Roman Kramsztyk (16.08.1885–06.08.1942)
painter, draftsman, member of the elite Group of Five
One of the most recognizable Polish artists in Poland and abroad was born on August 16, 1885 in Warsaw to an assimilated Jewish family. The son of Paulina, née Fajans, and the pediatrician and social activist Julian Kramsztyk, on his mother’s side he was the grandson of the photographer and lithographer Maksymilian Fajans, the brother of Maurycy, a well-known entrepreneur and one of the pioneers of industry in the Kingdom of Poland; on his father’s side, he was the grandson of the famous preacher, graduate of the Rabbinical School in Warsaw, Reform Rabbi Izaak Kramsztyk, who paid the price for his involvement in agitating for Polish independence during the January Uprising, among other things being imprisoned in the Citadel and deportated from the Kingdom of Poland.
Roman attended private drawing and painting lessons with Zofia Stankiewicz, Miłosz Kotarbiński and Adolf Edward Herstein in Warsaw, before studying at the Academy of Fine Arts in Krakow with Józef Mehoffer and from 1904 in the Drawing Class of Johann Caspar Herterich at the Royal Academy of Fine Arts in Munich .In 1910 he moved to Paris, where he finally settled in 1922. Despite his distance, he remained active in his homeland.
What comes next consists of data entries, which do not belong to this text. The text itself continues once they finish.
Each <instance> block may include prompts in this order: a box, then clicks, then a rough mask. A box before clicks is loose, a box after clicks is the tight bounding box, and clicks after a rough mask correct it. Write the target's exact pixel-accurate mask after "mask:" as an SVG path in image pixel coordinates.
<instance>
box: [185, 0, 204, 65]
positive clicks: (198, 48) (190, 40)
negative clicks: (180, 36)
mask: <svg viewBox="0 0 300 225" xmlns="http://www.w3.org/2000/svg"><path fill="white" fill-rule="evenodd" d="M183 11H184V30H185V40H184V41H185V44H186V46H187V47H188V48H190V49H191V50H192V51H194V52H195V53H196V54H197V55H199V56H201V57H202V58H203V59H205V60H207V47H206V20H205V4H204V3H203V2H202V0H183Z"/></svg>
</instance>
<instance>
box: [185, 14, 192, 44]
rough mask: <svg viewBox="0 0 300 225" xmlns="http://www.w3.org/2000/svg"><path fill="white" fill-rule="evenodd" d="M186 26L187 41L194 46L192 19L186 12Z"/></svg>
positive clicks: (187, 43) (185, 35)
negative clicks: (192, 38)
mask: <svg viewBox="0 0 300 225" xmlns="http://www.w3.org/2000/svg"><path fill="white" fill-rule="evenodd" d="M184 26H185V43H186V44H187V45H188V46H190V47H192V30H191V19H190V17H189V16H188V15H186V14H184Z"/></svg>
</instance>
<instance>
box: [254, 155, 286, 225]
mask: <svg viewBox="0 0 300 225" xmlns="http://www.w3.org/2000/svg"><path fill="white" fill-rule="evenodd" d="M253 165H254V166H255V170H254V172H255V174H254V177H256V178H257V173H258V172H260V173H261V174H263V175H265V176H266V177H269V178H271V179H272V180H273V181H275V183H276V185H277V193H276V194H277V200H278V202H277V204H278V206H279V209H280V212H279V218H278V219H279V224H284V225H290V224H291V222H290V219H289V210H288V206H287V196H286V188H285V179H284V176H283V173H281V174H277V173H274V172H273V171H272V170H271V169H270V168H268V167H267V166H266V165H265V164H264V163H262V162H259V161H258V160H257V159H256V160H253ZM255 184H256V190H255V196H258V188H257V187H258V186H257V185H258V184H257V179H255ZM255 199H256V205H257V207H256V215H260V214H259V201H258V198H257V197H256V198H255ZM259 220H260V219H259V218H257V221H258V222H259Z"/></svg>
In 1918, together with Eugeniusz Zak and Tadeusz Pruszkowski, he founded the so-called Nowa Grupa, he was one of the most active members of the Society of Polish Artists, and in 1922 he co-founded the Association of Polish Artists “Rytm”. Outside Poland, the places in which he exhibited included in Paris, Brussels, New York, Barcelona, Stockholm and Moscow.
Kramsztyk was a landscape painter, an author of nudes and still lifes inspired by ancient art, as well as a well-known and respected portraitist, who created a gallery of the Polish artistic and intellectual elite. Oil painting is the largest and most important part of his oeuvre, which can be included in the art circle of the École de Paris with which the artist was associated. Realism was closest to him, although not in a way that was either naturalistic or idealistic.
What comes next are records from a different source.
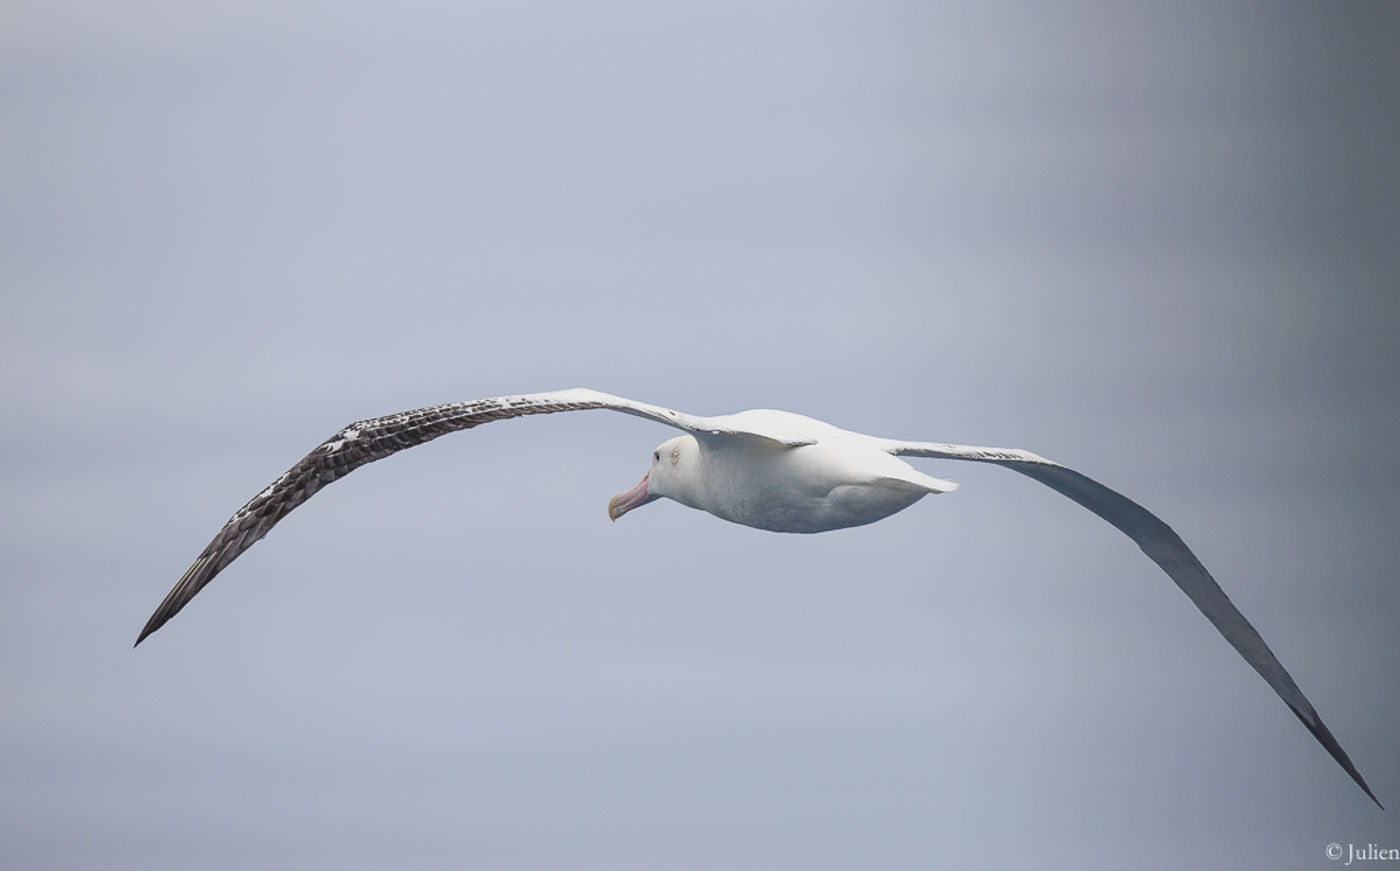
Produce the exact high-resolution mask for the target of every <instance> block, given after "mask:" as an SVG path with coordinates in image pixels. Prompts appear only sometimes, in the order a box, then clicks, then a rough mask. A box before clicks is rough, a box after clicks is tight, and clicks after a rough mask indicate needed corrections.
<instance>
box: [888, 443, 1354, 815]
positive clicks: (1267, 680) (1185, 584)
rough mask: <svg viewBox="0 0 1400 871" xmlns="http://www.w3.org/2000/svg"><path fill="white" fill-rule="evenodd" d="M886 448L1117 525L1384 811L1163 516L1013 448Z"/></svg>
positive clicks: (1336, 743) (1206, 573)
mask: <svg viewBox="0 0 1400 871" xmlns="http://www.w3.org/2000/svg"><path fill="white" fill-rule="evenodd" d="M879 441H881V444H882V447H883V448H885V450H886V451H889V452H890V454H896V455H907V457H939V458H945V459H970V461H974V462H990V464H995V465H1000V466H1007V468H1008V469H1014V471H1016V472H1021V473H1022V475H1025V476H1028V478H1033V479H1036V480H1039V482H1040V483H1043V485H1046V486H1047V487H1051V489H1054V490H1058V492H1060V493H1063V494H1064V496H1068V497H1070V499H1072V500H1074V501H1077V503H1079V504H1081V506H1084V507H1085V508H1088V510H1089V511H1093V513H1095V514H1098V515H1099V517H1102V518H1103V520H1106V521H1109V522H1110V524H1113V525H1114V527H1116V528H1117V529H1119V531H1121V532H1124V534H1126V535H1127V536H1128V538H1131V539H1133V541H1134V542H1137V545H1138V546H1140V548H1142V552H1144V553H1147V555H1148V557H1151V560H1152V562H1154V563H1156V564H1158V566H1161V567H1162V570H1163V571H1166V574H1168V577H1170V578H1172V580H1173V581H1176V585H1177V587H1180V588H1182V592H1184V594H1186V595H1187V597H1190V599H1191V601H1193V602H1196V606H1197V608H1200V609H1201V613H1204V615H1205V619H1208V620H1210V622H1211V623H1212V625H1214V626H1215V629H1218V630H1219V633H1221V634H1222V636H1225V640H1226V641H1229V643H1231V644H1232V646H1233V647H1235V650H1238V651H1239V654H1240V655H1242V657H1245V661H1246V662H1249V664H1250V665H1253V667H1254V671H1257V672H1259V674H1260V676H1263V678H1264V681H1267V682H1268V685H1270V686H1273V688H1274V692H1275V693H1278V696H1280V697H1281V699H1282V700H1284V703H1285V704H1288V707H1289V710H1292V711H1294V714H1296V716H1298V718H1299V720H1302V723H1303V725H1306V727H1308V731H1310V732H1312V734H1313V737H1315V738H1317V741H1319V742H1320V744H1322V745H1323V746H1324V748H1327V752H1329V753H1331V758H1333V759H1336V760H1337V763H1338V765H1341V767H1343V769H1345V772H1347V773H1348V774H1351V779H1352V780H1355V781H1357V784H1358V786H1359V787H1361V788H1362V790H1365V791H1366V795H1369V797H1371V801H1375V802H1376V805H1378V807H1380V801H1379V800H1378V798H1376V795H1375V793H1372V791H1371V787H1368V786H1366V781H1365V780H1364V779H1362V777H1361V773H1359V772H1358V770H1357V767H1355V766H1354V765H1351V759H1350V758H1348V756H1347V752H1345V751H1343V749H1341V745H1340V744H1337V739H1336V738H1333V735H1331V732H1330V731H1329V730H1327V727H1326V725H1323V721H1322V718H1320V717H1319V716H1317V711H1316V710H1313V706H1312V704H1310V703H1309V702H1308V697H1306V696H1303V692H1302V690H1301V689H1298V685H1296V683H1294V679H1292V676H1291V675H1289V674H1288V671H1287V669H1285V668H1284V665H1282V664H1281V662H1280V661H1278V657H1275V655H1274V651H1271V650H1270V648H1268V644H1266V643H1264V639H1263V637H1260V634H1259V630H1256V629H1254V627H1253V625H1250V622H1249V620H1246V619H1245V615H1242V613H1240V612H1239V609H1238V608H1235V604H1233V602H1231V601H1229V597H1228V595H1225V591H1224V590H1221V587H1219V584H1217V583H1215V578H1212V577H1211V573H1210V571H1207V570H1205V566H1203V564H1201V562H1200V560H1198V559H1196V555H1194V553H1191V549H1190V548H1187V546H1186V542H1183V541H1182V538H1180V536H1179V535H1176V532H1173V531H1172V528H1170V527H1168V525H1166V524H1165V522H1163V521H1162V520H1161V518H1158V517H1156V515H1155V514H1152V513H1151V511H1148V510H1147V508H1144V507H1142V506H1140V504H1137V503H1135V501H1133V500H1131V499H1128V497H1126V496H1123V494H1121V493H1117V492H1114V490H1110V489H1109V487H1105V486H1103V485H1100V483H1099V482H1096V480H1093V479H1092V478H1088V476H1086V475H1081V473H1079V472H1075V471H1074V469H1070V468H1067V466H1061V465H1060V464H1057V462H1051V461H1049V459H1046V458H1044V457H1037V455H1036V454H1032V452H1029V451H1018V450H1008V448H977V447H969V445H955V444H935V443H924V441H893V440H879Z"/></svg>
Every summer he came to Poland, where he ran an art studio. In 1939, he came to Warsaw for his mother’s funeral, where he was caught by the outbreak of the war due to prolonged inheritance procedures. Kramsztyk was a Catholic and always considered himself a Pole, but nevertheless in November 1940 he was interned and ended up in the ghetto, refusing the help offered by his friends and not attempting to escape. Although Judaism was alien to him as an artist, and Jewish themes were absent in his work prior to 1939, in the tragic conditions of the ghetto, he created drawings documenting the omnipresent horror, hunger and death of the Jewish inhabitants of the city. The fate of most of these works is unknown. They were probably burned.
He died on August 6, 1942 during the ‘Great Liquidation Action’ in the Warsaw Ghetto. Although he had a shelter in the bunker, he decided to leave it and go to his apartment to get his drawings. On the way back he was shot by the Germans. Apparently his last words were: “Tell them … to paint scenes from the ghetto. Sacrifice everything, let the world know about the bestiality of the Germans.” One of the artist’s most famous works from this period is “The Jewish Family in the Ghetto”, which miraculously survived in the Ringelblum Archive.